To measure power, you must use Hailo hardware equipped with a power monitoring device. This can be tested by executing the following command:
hailortcli fw-control identify --extended
You should get something like this:
...
Product Name: HAILO-8 AI ACCELERATOR M.2 M KEY MODULE
...
Device supported features: Current Monitoring, PCIE
...
Note: Current monitoring is optional and may not be available on your hardware.
CPU usage is quite independent of the Hailo-8 hardware utilization. It largely depends on the model and its usage, for example, the extent of pre- and post-processing required. Therefore, you will need to conduct tests with your specific application and the models you plan to use.
See PM.
What should I do to make sure that the resources in the chip is 100% utilized when I’m doing stress_test base on integration tool? And it seems that the parameter “expected_fps” is not a constraint of the test, because even if the input is much more higher than the model can reach, the test will still pass.
Is there any thing I could do to see the fps and the tempraure at the same time? To check the if the performance of the device could stay great under a long-term and high temperature condition.
This is an unrealistic scenario. Neural networks can not make use of 100% of the hardware resources. The integration tool comes with some specifically designed HEFs to test the limits.
The thermal test is designed to generate a report containing the necessary data, including a graph that illustrates the maximum ambient temperature at which you can operate a neural network with a specific power.
And it was saying on the official website that the hailo8 chip could reach at most 26 TOPS. But most of the models I saw on
hailo_model_zoo/docs/public_models/HAILO8 at master · hailo-ai/hailo_model_zoo · GitHub
are less than 10 TOPS while running.
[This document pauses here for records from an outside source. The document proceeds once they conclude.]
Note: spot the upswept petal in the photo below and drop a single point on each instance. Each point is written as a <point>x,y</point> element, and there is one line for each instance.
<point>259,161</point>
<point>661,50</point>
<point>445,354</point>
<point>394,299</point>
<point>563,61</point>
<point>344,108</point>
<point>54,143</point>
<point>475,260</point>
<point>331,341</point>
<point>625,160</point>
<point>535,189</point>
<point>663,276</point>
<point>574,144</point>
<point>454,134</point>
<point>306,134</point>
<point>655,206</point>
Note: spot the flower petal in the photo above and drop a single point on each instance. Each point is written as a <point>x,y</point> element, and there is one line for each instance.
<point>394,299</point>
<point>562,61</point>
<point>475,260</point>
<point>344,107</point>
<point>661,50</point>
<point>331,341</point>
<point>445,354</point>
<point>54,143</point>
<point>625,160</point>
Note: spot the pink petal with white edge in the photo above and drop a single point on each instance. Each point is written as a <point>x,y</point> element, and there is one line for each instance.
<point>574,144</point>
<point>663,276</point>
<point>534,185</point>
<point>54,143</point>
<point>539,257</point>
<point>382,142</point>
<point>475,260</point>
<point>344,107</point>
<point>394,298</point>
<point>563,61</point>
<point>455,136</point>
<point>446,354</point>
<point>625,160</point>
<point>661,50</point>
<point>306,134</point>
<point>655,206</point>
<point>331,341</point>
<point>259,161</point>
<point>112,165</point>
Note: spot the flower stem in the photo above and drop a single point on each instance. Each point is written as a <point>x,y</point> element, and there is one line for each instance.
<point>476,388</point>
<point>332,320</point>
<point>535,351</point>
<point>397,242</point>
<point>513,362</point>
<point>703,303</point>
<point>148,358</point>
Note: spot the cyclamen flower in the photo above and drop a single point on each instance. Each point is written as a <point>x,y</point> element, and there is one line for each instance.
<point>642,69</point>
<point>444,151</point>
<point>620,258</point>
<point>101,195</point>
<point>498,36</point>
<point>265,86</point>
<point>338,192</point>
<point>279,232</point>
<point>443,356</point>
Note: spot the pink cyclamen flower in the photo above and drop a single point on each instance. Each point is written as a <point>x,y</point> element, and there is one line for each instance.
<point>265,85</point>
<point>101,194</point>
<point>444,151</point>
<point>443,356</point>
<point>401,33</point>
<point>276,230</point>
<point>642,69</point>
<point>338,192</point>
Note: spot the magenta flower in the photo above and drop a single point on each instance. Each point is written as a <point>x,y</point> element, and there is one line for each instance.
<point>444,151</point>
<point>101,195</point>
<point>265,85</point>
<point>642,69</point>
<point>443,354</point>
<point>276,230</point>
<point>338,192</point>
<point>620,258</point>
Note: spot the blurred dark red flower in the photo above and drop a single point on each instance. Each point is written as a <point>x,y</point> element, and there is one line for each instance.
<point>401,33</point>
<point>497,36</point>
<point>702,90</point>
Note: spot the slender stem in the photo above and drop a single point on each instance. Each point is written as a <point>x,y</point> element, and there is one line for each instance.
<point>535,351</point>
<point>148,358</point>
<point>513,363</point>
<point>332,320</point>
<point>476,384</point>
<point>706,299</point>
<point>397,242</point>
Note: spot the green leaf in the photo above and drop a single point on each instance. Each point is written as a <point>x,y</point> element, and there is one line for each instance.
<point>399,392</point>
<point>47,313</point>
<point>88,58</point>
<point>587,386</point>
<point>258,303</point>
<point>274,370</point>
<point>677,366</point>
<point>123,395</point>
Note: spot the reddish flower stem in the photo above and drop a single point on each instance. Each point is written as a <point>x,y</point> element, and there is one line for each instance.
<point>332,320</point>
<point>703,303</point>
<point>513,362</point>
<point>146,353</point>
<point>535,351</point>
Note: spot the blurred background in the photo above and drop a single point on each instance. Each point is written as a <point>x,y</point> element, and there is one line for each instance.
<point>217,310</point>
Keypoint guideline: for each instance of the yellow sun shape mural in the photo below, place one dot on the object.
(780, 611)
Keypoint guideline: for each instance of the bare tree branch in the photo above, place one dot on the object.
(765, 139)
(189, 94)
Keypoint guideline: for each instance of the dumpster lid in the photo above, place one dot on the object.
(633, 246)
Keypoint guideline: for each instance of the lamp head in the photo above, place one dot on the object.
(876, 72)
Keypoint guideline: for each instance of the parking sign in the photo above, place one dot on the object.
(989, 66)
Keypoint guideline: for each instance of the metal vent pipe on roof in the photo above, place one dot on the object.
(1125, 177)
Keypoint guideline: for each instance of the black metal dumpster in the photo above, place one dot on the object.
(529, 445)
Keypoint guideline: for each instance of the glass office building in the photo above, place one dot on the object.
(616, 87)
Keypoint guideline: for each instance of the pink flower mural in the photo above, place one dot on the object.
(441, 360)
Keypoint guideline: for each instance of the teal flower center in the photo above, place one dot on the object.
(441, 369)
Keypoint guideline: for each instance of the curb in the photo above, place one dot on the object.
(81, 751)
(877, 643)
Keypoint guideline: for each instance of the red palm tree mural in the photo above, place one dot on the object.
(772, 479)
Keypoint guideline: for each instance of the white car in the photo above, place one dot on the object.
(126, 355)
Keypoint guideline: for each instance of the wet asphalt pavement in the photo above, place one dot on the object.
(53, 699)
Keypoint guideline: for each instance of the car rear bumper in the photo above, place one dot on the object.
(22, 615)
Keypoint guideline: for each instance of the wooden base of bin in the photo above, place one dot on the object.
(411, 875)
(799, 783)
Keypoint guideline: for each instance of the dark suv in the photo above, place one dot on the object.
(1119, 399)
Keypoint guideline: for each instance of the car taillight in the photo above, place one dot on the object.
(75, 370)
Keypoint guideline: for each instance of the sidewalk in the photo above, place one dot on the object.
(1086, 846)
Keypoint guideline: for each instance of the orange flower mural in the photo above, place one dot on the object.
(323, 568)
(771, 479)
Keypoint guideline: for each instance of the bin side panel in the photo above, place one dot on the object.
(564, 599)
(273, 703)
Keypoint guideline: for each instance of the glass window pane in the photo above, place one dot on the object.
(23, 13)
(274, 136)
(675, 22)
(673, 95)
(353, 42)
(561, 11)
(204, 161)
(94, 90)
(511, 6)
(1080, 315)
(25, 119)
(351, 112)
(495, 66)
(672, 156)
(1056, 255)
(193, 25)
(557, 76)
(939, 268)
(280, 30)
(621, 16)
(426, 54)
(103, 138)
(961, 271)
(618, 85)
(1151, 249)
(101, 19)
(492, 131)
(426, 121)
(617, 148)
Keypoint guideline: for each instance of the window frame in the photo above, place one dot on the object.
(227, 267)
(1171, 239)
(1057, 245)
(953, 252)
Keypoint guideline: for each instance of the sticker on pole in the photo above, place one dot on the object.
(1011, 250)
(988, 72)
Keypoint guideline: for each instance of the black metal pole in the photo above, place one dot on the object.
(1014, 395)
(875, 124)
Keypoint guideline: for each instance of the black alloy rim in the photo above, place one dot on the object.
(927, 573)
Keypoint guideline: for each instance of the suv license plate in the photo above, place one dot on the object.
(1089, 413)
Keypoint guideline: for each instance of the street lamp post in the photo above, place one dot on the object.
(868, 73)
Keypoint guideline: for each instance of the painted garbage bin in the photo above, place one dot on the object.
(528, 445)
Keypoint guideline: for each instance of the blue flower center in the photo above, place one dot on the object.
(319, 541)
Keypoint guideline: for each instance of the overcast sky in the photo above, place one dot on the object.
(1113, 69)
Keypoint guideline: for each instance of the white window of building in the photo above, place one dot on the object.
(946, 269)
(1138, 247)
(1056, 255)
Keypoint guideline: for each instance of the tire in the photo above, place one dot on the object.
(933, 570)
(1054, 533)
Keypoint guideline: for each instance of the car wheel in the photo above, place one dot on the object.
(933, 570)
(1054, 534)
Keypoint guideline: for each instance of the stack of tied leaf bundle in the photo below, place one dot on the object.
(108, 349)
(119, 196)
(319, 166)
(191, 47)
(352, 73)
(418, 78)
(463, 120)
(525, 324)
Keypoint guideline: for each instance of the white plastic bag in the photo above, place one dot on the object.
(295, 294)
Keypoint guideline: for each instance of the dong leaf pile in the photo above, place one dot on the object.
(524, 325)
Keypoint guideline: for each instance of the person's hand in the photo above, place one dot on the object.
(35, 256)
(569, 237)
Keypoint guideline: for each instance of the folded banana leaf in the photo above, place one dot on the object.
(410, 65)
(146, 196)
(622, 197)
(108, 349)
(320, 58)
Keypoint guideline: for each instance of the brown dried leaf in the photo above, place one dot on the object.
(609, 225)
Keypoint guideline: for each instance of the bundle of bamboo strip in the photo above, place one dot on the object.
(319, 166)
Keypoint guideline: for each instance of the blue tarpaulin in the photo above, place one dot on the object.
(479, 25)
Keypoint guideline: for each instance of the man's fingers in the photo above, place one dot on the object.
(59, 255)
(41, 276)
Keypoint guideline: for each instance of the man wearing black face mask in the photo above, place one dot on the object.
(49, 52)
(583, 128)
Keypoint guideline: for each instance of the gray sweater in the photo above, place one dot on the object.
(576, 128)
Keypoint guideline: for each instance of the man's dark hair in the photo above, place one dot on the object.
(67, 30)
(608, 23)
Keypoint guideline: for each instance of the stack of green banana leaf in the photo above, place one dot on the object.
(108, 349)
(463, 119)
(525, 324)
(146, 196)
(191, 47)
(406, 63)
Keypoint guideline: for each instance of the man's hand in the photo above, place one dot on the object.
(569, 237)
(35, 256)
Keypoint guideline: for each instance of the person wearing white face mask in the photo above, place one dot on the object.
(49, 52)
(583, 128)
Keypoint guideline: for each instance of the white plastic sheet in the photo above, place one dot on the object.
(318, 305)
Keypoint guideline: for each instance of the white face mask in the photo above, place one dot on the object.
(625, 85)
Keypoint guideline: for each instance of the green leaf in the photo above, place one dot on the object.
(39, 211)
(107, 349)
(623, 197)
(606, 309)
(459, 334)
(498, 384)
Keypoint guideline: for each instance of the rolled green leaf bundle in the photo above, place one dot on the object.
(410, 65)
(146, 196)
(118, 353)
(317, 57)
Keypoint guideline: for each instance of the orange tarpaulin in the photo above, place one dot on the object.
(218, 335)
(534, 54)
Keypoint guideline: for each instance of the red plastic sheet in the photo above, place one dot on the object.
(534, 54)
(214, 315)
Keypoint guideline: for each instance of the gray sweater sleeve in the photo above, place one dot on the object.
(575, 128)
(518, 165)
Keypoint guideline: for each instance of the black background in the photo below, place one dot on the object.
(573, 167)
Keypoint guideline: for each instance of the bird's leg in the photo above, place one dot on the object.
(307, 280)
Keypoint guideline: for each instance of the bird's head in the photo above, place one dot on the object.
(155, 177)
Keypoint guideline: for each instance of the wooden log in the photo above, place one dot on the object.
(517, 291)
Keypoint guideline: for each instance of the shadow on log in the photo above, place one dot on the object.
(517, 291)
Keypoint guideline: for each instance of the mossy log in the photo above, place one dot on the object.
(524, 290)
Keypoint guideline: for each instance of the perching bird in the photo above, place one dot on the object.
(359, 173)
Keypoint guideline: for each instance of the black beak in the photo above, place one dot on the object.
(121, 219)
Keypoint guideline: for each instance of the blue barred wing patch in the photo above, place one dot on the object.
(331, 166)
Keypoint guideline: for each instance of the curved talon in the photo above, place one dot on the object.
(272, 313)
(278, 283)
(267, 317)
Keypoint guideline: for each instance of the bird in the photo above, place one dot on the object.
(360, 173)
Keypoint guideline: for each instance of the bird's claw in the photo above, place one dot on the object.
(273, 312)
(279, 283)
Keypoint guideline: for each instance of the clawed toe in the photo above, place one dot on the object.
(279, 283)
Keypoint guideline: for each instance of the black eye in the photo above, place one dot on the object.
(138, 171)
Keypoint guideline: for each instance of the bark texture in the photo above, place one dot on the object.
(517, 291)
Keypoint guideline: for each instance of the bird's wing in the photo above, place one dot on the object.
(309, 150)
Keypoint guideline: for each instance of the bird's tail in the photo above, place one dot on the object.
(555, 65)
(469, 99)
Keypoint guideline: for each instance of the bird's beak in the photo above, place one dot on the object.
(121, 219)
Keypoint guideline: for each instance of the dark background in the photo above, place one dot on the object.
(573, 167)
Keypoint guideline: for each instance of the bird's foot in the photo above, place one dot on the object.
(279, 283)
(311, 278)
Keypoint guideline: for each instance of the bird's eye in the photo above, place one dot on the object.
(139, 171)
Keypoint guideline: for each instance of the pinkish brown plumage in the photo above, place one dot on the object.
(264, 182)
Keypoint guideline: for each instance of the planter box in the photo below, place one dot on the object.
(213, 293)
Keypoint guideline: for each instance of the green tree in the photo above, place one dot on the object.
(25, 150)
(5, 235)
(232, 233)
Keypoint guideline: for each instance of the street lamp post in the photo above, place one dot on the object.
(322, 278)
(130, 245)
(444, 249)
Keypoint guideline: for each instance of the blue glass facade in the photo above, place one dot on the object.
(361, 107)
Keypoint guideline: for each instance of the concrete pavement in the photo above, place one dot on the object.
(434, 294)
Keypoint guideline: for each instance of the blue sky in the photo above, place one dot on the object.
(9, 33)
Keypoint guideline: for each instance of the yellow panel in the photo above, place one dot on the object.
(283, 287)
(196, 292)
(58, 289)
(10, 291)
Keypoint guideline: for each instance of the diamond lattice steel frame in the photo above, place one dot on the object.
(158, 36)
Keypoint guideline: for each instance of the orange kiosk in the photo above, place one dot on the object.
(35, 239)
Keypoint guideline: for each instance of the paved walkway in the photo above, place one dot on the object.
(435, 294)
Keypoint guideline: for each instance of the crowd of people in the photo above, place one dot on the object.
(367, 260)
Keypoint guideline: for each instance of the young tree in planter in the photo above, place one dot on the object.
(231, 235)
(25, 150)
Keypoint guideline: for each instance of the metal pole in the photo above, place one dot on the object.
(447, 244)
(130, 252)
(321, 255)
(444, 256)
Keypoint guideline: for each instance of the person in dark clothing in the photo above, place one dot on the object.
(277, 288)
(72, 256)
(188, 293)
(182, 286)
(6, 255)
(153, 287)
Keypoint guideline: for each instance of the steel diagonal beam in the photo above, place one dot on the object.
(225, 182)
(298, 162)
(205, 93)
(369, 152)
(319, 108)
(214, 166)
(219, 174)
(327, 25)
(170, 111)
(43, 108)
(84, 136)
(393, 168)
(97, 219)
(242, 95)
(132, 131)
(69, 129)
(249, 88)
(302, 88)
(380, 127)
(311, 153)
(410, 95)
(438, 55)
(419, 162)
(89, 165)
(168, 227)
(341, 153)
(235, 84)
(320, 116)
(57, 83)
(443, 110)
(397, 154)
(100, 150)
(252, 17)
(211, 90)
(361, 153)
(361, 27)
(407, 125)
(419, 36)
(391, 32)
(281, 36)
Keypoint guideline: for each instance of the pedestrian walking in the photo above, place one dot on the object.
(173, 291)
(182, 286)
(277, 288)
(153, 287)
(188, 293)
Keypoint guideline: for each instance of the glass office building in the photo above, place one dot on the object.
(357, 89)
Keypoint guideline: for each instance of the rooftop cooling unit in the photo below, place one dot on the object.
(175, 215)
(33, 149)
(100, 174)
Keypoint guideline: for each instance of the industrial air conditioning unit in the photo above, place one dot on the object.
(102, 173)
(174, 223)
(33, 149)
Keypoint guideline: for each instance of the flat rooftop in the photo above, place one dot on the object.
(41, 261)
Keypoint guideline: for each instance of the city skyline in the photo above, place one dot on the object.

Is this 26 TOPS are just a theoretical value or we could get to it by infering a specific model?
Both TOPS numbers can be true at the same time.
A model may use the 26 TOPS or very close to it at a specific instance in time when all compute units are active. However because every layer requires different amounts of compute they run at different FPS. Therefore layers with higher FPS will have to wait for the layer before or after. During these times the layers are inactive resulting in a lower average TOPS number.
For realistic models it is not possible to make all layers run at the exact same speed and therefore the average TOPS number will be lower than the peak TOPS number.